“Discourse, the subject and identity in International Relations”
Dr. Charlotte Epstein, University of Sydney
FW101, Founder’s Building, Royal Holloway University of London, 1.30pm
Following the Strategic Narratives programme of research initiated since 2009 to explore how states project their values, interests and identities in the international system, this Wednesday Dr. Epstein will address a series of our concerns:
Abstract: ’The concept of identity has attracted increasing attention in International Relations (IR). Yet what does it mean to study the ‘selves’ of international actors?’ The two pieces explored in today’s reading group propose that the discourse approach offers a more theoretically parsimonious and empirically grounded way of studying identity in IR than approaches developed in the wake of both constructivism and the broader ‘psychological turn’. In the second piece for instance, Dr. Epstein starts with a critique of the discipline’s understanding of the ‘self’ uncritically borrowed from psychology. Jacques Lacan’s ‘speaking subject’ offers instead a non-essentialist basis for theorizing about identity that has been largely overlooked. This insight allows us to steer clear of the field’s fallacy of composition, which has been perpetuated by the assumption that what applies to individuals applies to states as well. This is illustrated empirically with regards to the international politics of whaling.
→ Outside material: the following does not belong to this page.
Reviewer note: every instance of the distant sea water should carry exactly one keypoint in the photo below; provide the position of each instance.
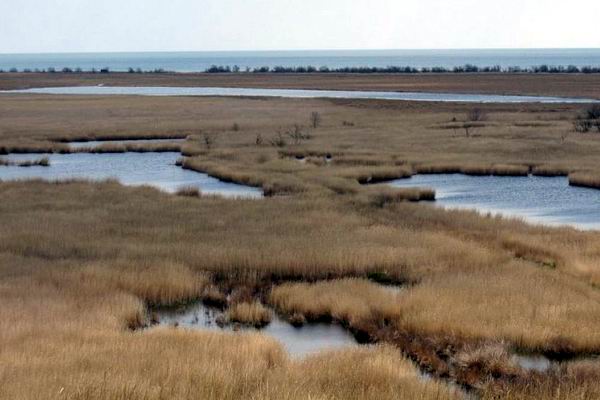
(200, 61)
Dr. Charlotte Epstein is a senior lecturer in International Relations in the Department of Government and International Relations, University of Sydney. Homepage:
Participants must have read the following two pieces and be ready to discuss them:
1. The introduction to Charlotte’s book, The Power of Words in International Relations : Epstein Ch1 sample chapter
2. Charlotte’s latest piece in European Journal of International Relations, entitled ‘Who speaks? Discourse, the subject and identity in international relations’ : Who Speaks?
Please note that Dr. Epstein will also deliver a presentation to the staff-student research seminar at 5pm in FW101.